«Такие певцы, как Луиджи Басси, Катерина Бондинёва, Катерина Мицелёва, Тереза Сапоритиова, Понциани – посланы Вам самим небом, в чём надеемся убедить вас послезавтра, когда с вашего позволения будем играть в вашу честь с ансамблем наших виртуозных певцов „Свадьбу Фигаро“ в Ностицовом театре. Почту за честь приветствовать вас обоих, аббат».
Столько раз уже предлагал Гвардасони свою пресловутую золотую табакерку, чем, конечно, замечательно украшал прозрачные разговоры, что Моцарту пришлось взять понюшку, чтобы не портить непрерывного потока куртуазной, театрально-ведённой беседы, сопровождаемой весёлой танцевальной музыкой и прерываемой изредка выкриками соседей-игроков и взрывами смеха кокетливых красоток. Гвардасони продолжал:
«Сеньор Да Понте, вы сегодня занимаете самое ведущее положение в европейской опере в качестве либреттиста. Метастазио уже устарел, Кальцабиджи слишком скучный. Вы своим „Фигаро“ всех обошли, держите первенство. Вы сумели выхватить из современной жизни персонажи, которые сразу покорили сердца публики, и я предчувствую, что мы можем ожидать от вас много удивительного».
Но тут Гвардасони внезапно бросился с распростёртыми объятиями навстречу к сладко-улыбающемуся господину в синем парчовом камзоле:
«Наконец-то! Мой дорогой, здесь маэстро Вольфганг Амадей Моцарт, а это наш директор Паскуале Бондини, душа итальянской оперы в Праге».

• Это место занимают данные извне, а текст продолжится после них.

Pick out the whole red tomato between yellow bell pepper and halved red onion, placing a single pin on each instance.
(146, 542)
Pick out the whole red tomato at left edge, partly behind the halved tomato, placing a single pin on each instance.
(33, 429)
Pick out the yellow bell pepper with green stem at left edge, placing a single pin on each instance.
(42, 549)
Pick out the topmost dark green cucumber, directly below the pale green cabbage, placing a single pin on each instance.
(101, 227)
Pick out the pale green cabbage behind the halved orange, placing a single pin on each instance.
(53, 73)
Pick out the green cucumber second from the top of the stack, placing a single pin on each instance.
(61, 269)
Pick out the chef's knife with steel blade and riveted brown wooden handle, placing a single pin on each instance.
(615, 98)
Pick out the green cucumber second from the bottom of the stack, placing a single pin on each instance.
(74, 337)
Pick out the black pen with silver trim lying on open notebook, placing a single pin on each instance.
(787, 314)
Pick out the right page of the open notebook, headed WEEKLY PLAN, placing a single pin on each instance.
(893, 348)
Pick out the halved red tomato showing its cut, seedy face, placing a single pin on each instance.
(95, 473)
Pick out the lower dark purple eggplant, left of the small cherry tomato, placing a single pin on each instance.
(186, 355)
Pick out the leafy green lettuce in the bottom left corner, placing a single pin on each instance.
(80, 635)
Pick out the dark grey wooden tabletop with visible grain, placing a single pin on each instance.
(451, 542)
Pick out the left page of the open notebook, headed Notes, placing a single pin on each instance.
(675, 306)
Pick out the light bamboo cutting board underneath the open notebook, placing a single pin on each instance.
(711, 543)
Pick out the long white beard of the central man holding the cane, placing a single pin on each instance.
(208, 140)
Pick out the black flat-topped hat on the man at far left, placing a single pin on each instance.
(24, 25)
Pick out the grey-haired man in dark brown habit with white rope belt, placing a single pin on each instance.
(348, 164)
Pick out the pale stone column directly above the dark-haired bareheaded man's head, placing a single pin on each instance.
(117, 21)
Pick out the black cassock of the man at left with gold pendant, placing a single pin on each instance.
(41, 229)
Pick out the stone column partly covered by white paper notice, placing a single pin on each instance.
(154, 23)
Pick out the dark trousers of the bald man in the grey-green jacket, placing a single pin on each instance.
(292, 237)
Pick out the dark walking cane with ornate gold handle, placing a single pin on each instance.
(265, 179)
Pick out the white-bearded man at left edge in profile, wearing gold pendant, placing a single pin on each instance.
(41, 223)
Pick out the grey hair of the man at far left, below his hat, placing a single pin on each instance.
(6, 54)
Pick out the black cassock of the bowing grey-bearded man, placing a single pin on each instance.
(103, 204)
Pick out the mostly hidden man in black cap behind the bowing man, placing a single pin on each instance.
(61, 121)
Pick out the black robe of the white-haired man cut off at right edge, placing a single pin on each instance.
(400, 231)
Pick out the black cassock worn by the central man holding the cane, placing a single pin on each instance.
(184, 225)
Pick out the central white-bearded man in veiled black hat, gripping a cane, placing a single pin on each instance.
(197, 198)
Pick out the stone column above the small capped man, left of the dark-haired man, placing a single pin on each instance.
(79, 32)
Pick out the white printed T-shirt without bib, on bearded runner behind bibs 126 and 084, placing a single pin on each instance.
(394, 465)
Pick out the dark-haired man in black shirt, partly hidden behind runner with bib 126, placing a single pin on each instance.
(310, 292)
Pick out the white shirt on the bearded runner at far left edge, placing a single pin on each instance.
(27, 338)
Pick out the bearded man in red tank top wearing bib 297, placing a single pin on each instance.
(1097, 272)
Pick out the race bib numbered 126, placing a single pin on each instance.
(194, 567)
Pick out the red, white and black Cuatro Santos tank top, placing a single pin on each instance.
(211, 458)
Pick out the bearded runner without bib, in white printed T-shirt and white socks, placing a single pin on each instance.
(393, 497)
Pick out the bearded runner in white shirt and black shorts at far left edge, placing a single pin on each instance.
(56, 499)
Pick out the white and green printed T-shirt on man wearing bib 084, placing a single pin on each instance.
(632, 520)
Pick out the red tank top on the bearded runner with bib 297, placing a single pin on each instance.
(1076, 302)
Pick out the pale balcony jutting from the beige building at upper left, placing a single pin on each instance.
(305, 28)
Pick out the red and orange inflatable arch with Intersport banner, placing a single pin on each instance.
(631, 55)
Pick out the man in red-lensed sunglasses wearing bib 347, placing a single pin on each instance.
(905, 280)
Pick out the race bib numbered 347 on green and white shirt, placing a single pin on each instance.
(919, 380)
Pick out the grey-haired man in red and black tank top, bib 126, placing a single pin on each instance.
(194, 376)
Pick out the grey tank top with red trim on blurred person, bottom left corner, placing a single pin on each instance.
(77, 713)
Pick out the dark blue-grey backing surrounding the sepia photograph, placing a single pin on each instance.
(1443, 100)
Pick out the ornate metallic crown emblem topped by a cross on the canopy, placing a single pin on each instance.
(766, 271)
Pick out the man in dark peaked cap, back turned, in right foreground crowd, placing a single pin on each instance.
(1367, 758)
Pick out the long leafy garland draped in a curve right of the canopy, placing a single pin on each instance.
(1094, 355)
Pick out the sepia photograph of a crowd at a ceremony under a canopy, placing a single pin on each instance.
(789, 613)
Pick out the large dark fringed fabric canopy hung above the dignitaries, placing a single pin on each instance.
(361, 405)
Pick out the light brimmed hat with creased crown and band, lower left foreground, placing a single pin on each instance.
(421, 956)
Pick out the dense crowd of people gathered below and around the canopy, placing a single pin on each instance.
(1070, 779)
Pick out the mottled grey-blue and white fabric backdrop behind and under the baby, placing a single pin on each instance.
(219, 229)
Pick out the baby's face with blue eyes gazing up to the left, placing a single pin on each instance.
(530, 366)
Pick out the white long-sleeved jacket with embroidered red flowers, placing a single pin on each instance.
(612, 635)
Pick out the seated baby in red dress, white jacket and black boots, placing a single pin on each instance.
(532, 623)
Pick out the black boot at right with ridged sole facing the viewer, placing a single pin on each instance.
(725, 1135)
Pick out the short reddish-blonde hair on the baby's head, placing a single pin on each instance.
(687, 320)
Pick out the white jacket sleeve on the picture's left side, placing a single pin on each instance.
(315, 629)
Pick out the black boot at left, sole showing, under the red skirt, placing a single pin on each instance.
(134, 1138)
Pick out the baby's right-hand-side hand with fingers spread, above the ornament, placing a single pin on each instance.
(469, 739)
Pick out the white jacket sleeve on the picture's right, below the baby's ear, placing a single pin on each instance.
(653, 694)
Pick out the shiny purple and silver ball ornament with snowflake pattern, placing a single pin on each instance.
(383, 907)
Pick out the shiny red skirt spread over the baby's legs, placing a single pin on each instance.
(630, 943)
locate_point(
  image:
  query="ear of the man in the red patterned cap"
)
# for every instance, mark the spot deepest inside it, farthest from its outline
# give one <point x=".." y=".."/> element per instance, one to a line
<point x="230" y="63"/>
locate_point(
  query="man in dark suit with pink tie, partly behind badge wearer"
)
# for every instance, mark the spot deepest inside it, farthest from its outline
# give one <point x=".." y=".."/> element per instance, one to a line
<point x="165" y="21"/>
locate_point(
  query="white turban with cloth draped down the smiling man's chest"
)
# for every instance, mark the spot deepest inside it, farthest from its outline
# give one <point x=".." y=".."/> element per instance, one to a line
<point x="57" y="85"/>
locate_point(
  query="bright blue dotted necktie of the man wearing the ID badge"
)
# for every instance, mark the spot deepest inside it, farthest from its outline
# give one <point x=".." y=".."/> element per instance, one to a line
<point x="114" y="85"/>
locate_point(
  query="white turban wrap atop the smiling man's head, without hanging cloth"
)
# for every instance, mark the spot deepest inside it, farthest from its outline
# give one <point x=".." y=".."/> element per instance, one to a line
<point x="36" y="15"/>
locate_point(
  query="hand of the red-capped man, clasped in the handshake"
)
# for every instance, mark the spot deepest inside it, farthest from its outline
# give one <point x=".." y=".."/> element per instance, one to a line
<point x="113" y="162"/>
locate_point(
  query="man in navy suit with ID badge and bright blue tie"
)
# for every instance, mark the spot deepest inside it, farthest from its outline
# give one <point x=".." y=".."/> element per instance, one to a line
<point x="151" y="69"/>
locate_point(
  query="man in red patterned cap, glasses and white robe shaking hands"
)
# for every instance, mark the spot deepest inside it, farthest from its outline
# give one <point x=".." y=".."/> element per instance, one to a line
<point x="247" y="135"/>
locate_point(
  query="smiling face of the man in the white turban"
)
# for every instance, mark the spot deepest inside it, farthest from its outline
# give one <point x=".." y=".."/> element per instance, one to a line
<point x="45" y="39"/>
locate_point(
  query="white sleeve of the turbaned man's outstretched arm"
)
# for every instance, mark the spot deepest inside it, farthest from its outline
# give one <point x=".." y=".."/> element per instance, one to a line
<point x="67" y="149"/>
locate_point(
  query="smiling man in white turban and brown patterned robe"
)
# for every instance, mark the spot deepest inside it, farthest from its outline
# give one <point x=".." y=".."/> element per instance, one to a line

Бондини с истинной сердечностью потряс руки Моцарта и уверил его, что эта минута принадлежит к лучшим мгновениям его жизни. Затем к избранному обществу присоединился Феличе Понциани, бас, прославившийся на всю Прагу как Фигаро, и опять – приветствия, пожатия рук, взаимные поклоны, всё в танцевальном ритме. Вот директор Бондини вынимает из кармана с таинственным видом розовый листок, будто некий талисман, помахал им вокруг и сказал:
«Ещё одно доказательство того, как ваш „Фигаро“ покорил сердца публики. Сотни вот этих листков вместе с дождём из роз слетели с балкона к ногам моей супруги вместе с аплодисментами за её Сюзанку».
Моцарт с интересом взял листок из рук Бондини и стал читать его вслух:
«Бондинин глас
Утешит нас
И в тягостной печали,
И в горе, и в отчаянии.
Пробудит нас,
Погубит нас
Красой и ласковым звучанием».
Моцарт склонился к рукописному листку, зачитанному и изрядно затёртому, читал внимательно, будучи близоруким, а когда закончил чтение, поднял высоко голову и сказал:
«Браво, говорю я публике, которая, безусловно, права, когда воспевает стихами знаменитую певицу».